X-Planner's Qualitative Comparison

Click the arrows or dots above to browse more qualitative results!

Integrating X-Planner with InstructPix2Pix* and UltraEdit significantly improves object identity preservation and instruction alignment by leveraging generated masks and bounding boxes (displayed in the bottom-left of each image). Unlike baselines relying solely on complex prompts without masks, X-Planner's decomposition enables more precise and interpretable edits.

X-Planner's Quantitative Comparison on COMPIE Benchmark

neti

    X-Planner boosts UltraEdit and InstructPix2Pix* by breaking down complex instructions and supplying control signals like masks. To address CLIP_out ’s limitations on complex edits, we use an MLLM-based (InternVL2-76B) metric to better showcase X-Planner’s effectiveness.

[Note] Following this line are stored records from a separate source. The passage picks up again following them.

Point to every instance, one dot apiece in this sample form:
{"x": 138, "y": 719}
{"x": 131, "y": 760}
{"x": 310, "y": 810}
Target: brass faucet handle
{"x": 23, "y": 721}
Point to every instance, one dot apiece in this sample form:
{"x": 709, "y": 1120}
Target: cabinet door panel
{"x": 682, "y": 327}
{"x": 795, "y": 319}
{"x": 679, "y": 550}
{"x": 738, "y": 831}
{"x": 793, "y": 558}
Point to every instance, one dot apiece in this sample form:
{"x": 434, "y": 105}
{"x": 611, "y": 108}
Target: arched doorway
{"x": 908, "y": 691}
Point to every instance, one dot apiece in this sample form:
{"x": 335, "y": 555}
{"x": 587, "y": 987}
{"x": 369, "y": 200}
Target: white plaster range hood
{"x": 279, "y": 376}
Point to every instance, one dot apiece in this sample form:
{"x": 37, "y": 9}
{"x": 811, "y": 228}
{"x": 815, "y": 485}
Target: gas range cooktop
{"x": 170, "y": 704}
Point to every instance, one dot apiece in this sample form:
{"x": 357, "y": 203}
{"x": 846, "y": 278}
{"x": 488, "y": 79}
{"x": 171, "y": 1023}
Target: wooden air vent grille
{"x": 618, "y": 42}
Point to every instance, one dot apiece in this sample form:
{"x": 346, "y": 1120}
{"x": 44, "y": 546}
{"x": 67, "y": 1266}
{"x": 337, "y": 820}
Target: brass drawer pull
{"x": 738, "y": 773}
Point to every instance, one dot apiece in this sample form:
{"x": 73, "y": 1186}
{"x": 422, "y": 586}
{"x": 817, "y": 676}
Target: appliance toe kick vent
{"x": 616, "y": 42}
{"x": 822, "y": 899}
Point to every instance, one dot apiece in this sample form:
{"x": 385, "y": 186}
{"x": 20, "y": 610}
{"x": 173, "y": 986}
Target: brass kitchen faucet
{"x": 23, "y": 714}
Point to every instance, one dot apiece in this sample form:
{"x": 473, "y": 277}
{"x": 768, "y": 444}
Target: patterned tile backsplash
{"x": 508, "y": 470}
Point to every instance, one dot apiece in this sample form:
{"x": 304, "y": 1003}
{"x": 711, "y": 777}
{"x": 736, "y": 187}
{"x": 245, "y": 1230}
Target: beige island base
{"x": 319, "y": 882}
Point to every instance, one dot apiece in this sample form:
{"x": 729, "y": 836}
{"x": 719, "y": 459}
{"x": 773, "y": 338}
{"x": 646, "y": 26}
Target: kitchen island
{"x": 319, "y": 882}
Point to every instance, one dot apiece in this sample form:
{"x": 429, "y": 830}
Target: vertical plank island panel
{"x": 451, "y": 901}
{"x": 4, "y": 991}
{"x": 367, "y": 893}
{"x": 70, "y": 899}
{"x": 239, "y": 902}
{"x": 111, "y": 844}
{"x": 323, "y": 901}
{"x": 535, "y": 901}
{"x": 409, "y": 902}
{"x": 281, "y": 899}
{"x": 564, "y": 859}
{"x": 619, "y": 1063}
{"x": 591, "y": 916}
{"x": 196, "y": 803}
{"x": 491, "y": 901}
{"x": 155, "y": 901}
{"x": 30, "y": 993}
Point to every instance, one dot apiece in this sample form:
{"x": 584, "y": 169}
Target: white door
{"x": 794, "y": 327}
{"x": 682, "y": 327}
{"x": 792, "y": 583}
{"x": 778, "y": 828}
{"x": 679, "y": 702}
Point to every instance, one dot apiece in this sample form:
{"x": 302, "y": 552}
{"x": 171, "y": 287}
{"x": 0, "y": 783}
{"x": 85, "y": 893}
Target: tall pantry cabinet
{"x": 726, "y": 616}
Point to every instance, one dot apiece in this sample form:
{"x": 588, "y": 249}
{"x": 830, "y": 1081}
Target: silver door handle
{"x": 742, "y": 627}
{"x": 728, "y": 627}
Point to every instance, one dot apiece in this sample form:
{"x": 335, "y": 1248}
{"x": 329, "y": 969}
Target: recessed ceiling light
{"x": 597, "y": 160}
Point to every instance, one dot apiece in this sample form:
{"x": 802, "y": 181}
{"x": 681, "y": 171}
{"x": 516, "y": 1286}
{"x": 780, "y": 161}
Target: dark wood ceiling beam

Visualize Consistent Bounding Box with Repeated Runs

We demonstrate that X-Planner consistently generates plausible and semantically meaningful bounding boxes across repeated runs for insertion tasks. While maintaining alignment with the instruction, the model introduces natural location variations—such as different positions for objects like unicorns, laptops, or palm trees.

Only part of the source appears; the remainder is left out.